Le chœur et la nef sont éclairés par des vitraux qui méritent l’attention. Dans le chœur les sujets sont doubles et représentent : sainte Catherine de Sienne et saint François d’Assise ; saint Pierre et saint Paul ; Notre-Seigneur et le Cœur Immaculé de Marie ; saint Joseph et sainte Thérèse ; saint Étienne et saint Amédée. Dans la nef, les huit vitraux sont formés de grisailles.

À gauche et à droite, deux petites chapelles complètent la grande nef, elles sont dédiées, l’une à Notre-Dame de Pellevoisin, l’autre à saint Benoît. Le premier de ces autels est de pierre ; il est décoré au-devant de cinq arcades et au-dessus d’un retable avec anges adorateurs. L’autel du Sacré-Cœur possède une statue sous ce vocable ; il est orné d’un bas-relief représentant également le Sacré-Cœur. Au fond de la nef est construite, comme on l’a dit, une vaste tribune supportée par trois arcs et fermée au-dessous par une grille de pierre sculptée. Il importe de mentionner les boiseries des stalles qui ne sont pas sans intérêt.

À la sacristie, on conserve deux reliquaires contenant des parcelles de la vraie croix et de la couronne d’épines. Un ancien aumônier de la Communauté, M. Renaud, a laissé à la chapelle un calice en or, style du xviie siècle, ainsi qu’un bel ornement rouge, dont on se sert pour les fêtes.

FRÈRES DU SACRÉ-CŒUR

La parole adressée par Dieu à Abraham : « Ta postérité sera aussi nombreuse que les étoiles au ciel », pourrait vraiment s’appliquer aux innombrables communautés d’hommes et de femmes fondées, en France, dans le courant du xixe siècle.

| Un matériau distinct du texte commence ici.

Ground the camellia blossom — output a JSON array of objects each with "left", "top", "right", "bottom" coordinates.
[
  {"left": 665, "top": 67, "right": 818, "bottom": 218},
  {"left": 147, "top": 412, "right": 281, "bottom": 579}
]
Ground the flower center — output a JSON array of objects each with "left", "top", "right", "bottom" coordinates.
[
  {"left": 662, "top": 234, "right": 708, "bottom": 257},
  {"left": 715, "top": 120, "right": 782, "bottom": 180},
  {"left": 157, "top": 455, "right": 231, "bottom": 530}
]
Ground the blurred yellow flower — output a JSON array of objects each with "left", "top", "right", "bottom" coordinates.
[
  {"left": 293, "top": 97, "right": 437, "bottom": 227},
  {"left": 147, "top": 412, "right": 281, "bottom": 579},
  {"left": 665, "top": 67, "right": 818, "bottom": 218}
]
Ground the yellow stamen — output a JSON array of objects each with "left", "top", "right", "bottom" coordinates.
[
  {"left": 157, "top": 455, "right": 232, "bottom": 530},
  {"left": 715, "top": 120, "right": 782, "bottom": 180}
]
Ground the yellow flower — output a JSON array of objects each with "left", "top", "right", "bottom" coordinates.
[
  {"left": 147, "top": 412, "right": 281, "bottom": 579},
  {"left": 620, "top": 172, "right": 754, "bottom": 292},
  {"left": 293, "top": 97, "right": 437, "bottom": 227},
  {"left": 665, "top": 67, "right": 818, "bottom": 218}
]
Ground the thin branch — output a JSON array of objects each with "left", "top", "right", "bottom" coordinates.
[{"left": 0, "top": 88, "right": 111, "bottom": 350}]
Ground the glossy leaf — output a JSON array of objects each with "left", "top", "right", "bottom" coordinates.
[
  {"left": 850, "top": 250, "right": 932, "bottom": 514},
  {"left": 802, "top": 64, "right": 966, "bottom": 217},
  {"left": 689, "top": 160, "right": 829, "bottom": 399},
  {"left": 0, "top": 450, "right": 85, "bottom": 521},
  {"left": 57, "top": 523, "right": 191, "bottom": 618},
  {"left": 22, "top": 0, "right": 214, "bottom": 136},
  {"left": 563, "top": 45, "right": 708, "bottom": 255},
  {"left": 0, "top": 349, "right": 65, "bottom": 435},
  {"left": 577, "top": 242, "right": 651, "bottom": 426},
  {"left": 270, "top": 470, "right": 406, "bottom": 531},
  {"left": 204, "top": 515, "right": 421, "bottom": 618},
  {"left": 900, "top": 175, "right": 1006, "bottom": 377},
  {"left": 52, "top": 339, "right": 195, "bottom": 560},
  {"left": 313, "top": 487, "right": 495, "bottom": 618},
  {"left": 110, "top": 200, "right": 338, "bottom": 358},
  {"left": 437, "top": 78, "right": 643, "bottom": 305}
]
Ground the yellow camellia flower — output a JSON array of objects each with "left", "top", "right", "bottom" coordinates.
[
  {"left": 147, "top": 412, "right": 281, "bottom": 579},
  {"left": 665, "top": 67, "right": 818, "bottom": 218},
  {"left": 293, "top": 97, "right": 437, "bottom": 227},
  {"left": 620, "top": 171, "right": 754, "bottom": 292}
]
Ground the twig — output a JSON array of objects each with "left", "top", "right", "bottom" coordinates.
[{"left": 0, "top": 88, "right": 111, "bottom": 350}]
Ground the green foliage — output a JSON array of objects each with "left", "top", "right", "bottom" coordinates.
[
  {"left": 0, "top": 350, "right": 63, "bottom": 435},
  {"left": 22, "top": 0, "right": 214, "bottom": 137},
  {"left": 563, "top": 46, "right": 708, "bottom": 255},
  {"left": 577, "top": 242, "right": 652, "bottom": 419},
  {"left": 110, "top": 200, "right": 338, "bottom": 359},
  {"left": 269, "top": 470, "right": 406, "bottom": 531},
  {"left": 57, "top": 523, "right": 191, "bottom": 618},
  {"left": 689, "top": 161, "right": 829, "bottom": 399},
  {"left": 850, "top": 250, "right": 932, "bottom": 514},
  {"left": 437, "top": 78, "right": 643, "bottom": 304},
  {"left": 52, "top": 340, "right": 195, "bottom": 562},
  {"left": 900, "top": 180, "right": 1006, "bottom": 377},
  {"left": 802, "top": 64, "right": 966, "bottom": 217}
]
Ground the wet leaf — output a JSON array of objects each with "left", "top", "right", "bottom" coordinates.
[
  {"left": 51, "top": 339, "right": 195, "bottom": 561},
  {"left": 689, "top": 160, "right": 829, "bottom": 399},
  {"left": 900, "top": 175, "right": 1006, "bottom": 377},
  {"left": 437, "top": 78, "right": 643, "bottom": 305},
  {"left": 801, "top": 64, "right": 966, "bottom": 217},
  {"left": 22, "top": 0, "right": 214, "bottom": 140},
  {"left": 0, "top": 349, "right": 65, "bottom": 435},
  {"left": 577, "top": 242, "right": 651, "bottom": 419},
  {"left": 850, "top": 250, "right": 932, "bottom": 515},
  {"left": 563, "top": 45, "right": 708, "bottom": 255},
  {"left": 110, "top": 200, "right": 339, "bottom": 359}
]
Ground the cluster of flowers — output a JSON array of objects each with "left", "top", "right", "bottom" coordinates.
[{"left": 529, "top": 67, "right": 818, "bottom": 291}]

Nous en avons déjà cité un grand nombre ; d’autres suivront dans le cours de ce volume. Présentement, nous allons étudier deux de ces congrégations : celle des Frères du Sacré-Cœur et celle de Jésus-Marie, toutes deux vouées à l’enseignement et toutes deux fondées par une prêtre éminent, natif de notre ville, dont on va retracer, à grands traits, la biographie, abrégé de l’histoire complète écrite par l’un de ses fils spirituels, qui a mis en relief la force et la douceur du fondateur, cette audace et cette patience qui lui méritèrent les succès de l’apostolat.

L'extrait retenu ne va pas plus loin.